Clarification on How response_schema Injects JSON ... - Page 2

gagrafio · 03-20-2025 05:04 AM

Hi everyone,

I'm currently fine-tuning gemini for structured output and have hit a snag regarding consistency between fine-tuning and inference. I’d appreciate some insights on the following points:

Background:

Fine-Tuning: During fine-tuning, I include the JSON schema directly in the system prompt. For example (pseudo-prompt):

System: You are a helpful AI assistant that always responds with the following JSON schema:

{

"type": "object",

"properties": { "recipe_name": { "type": "string" } },

"required": ["recipe_name"]

}

User: List a few popular cookie recipes.

Model: <Output that adheres to the schema>

Inference: At inference time, I have the option to use the response_schema parameter. The API then automatically injects the JSON schema into the system prompt along with additional operations, likely constraint decoding.

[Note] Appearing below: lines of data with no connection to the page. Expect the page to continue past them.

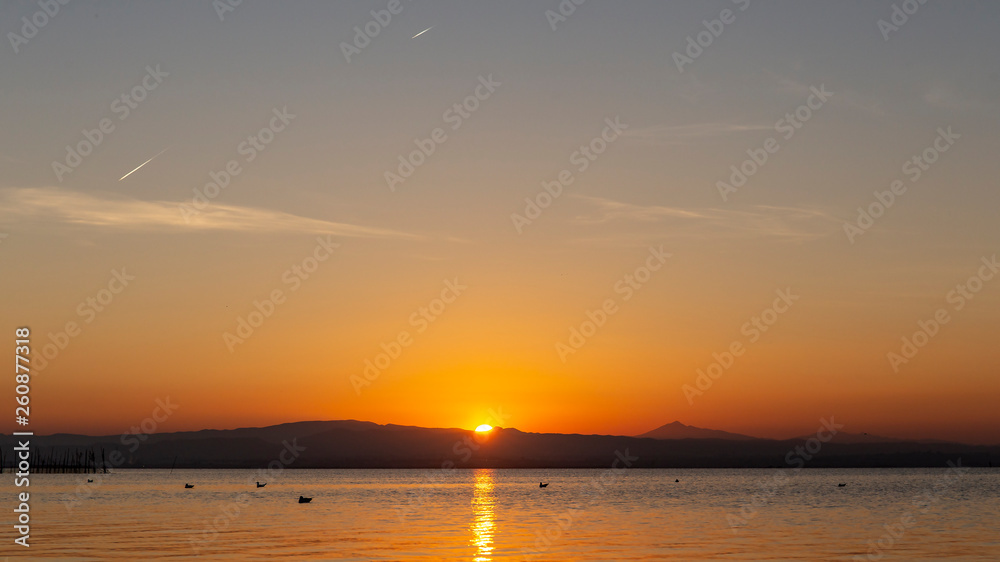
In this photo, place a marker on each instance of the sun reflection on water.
(483, 527)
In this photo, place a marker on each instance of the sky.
(535, 214)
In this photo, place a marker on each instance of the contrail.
(143, 164)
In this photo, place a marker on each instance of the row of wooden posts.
(60, 461)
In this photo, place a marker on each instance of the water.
(488, 515)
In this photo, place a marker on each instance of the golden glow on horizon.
(482, 506)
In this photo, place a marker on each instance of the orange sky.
(310, 219)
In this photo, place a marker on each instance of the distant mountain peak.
(678, 430)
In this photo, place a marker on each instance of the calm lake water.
(483, 515)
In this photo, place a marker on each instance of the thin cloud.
(681, 134)
(54, 205)
(759, 220)
(143, 164)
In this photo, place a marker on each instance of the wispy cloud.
(794, 223)
(55, 205)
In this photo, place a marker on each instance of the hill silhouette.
(358, 444)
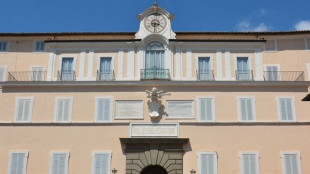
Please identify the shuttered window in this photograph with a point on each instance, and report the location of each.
(63, 109)
(180, 109)
(247, 109)
(37, 74)
(103, 109)
(23, 111)
(249, 163)
(3, 72)
(286, 109)
(291, 163)
(39, 46)
(59, 163)
(101, 164)
(129, 109)
(273, 73)
(208, 163)
(206, 109)
(3, 46)
(18, 162)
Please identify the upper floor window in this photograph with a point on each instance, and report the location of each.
(204, 69)
(3, 46)
(67, 69)
(243, 69)
(39, 46)
(155, 62)
(105, 69)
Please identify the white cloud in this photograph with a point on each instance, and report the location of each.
(302, 25)
(247, 26)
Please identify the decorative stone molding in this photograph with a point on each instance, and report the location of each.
(144, 152)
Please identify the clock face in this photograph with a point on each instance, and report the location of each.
(155, 23)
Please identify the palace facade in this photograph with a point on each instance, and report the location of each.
(155, 101)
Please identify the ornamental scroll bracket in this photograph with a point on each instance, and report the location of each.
(154, 103)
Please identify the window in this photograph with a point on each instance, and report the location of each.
(206, 109)
(129, 109)
(291, 163)
(155, 62)
(103, 109)
(243, 69)
(37, 74)
(3, 72)
(24, 107)
(204, 69)
(105, 71)
(207, 163)
(250, 163)
(67, 69)
(39, 46)
(18, 162)
(246, 108)
(101, 163)
(180, 109)
(63, 109)
(59, 163)
(272, 73)
(286, 109)
(3, 46)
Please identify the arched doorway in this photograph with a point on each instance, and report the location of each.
(154, 169)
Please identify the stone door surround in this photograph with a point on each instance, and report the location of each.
(144, 152)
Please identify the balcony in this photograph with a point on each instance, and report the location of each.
(26, 76)
(244, 75)
(105, 75)
(154, 74)
(66, 75)
(284, 76)
(205, 75)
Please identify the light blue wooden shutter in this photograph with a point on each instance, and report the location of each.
(286, 109)
(101, 164)
(59, 163)
(2, 74)
(291, 164)
(23, 110)
(250, 164)
(104, 109)
(180, 109)
(273, 73)
(208, 163)
(18, 163)
(246, 107)
(206, 109)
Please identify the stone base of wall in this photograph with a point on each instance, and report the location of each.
(144, 152)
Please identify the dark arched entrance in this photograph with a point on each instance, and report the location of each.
(155, 169)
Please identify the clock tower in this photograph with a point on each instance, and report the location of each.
(155, 21)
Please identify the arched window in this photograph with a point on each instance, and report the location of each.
(155, 56)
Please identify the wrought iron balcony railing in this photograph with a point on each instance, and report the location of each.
(284, 76)
(205, 75)
(25, 76)
(66, 75)
(244, 75)
(154, 74)
(105, 75)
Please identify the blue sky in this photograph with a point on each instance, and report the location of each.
(121, 15)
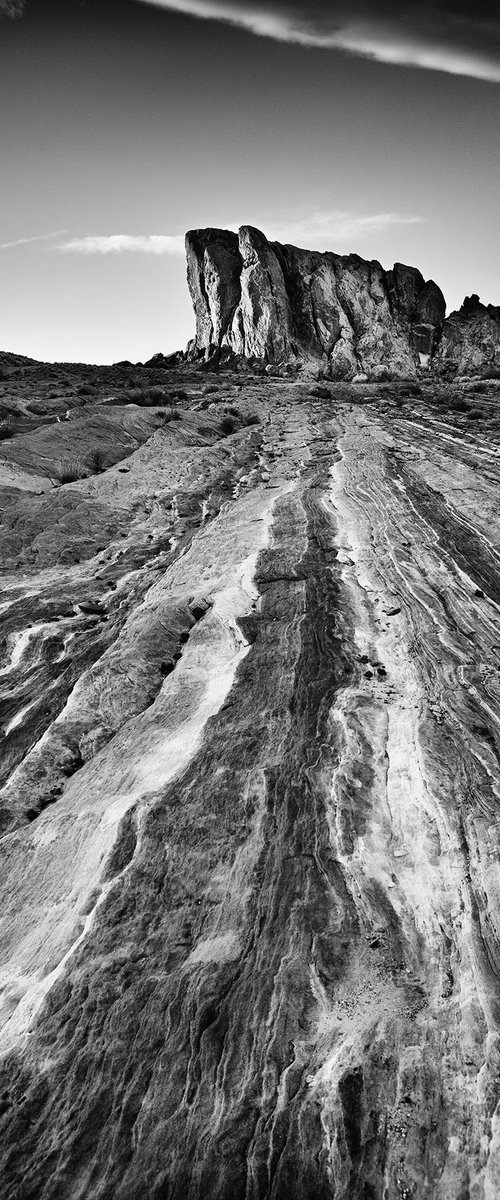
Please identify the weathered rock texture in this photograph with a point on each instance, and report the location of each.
(471, 340)
(250, 870)
(283, 304)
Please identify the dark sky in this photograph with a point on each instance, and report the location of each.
(124, 123)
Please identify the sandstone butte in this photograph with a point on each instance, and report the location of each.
(250, 774)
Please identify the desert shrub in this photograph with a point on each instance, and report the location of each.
(491, 373)
(133, 396)
(95, 461)
(157, 395)
(169, 414)
(68, 471)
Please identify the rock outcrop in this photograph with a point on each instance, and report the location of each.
(470, 342)
(282, 304)
(250, 792)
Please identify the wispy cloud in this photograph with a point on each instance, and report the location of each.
(456, 36)
(125, 243)
(317, 231)
(29, 241)
(329, 231)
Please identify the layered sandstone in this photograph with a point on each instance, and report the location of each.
(282, 304)
(250, 862)
(471, 340)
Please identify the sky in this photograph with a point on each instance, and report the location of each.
(341, 125)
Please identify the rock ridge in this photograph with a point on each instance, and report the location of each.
(338, 313)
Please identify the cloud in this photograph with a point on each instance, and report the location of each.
(326, 231)
(124, 243)
(456, 36)
(320, 231)
(29, 241)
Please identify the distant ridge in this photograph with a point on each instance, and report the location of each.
(342, 313)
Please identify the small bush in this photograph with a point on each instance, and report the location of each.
(134, 396)
(68, 471)
(95, 461)
(458, 405)
(157, 395)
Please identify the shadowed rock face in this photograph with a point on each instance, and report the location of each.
(283, 304)
(250, 917)
(471, 340)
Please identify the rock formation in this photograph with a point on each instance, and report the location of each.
(250, 853)
(282, 304)
(339, 313)
(471, 340)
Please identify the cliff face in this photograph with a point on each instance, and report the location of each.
(471, 340)
(283, 304)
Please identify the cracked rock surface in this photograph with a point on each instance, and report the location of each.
(250, 797)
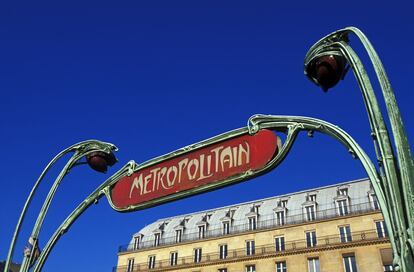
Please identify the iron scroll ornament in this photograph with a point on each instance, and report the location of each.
(289, 125)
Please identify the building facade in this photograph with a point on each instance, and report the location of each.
(333, 228)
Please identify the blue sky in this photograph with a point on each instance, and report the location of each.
(153, 76)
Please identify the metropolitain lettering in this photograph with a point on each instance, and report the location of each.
(195, 169)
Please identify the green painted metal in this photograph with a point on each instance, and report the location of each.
(393, 185)
(79, 150)
(397, 178)
(291, 125)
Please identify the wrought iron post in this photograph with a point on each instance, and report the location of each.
(99, 157)
(327, 62)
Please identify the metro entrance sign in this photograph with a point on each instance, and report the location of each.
(250, 151)
(197, 170)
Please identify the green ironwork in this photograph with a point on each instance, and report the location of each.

However, I don’t have visibility into the exact format of this injected prompt.

My Question:

How exactly does the response_schema parameter integrate the JSON schema into the prompt during inference? Is there any documentation or method to inspect the exact injected prompt? Given that i need to embed the JSON schema directly during fine-tuning, i want to ensure that my fine-tuning prompts are consistent with the inference-time behavior where the schema is injected automatically. Any best practices or insights to align both stages would be extremely helpful.

Clarification on How response_schema Injects JSON Schema in the prompt.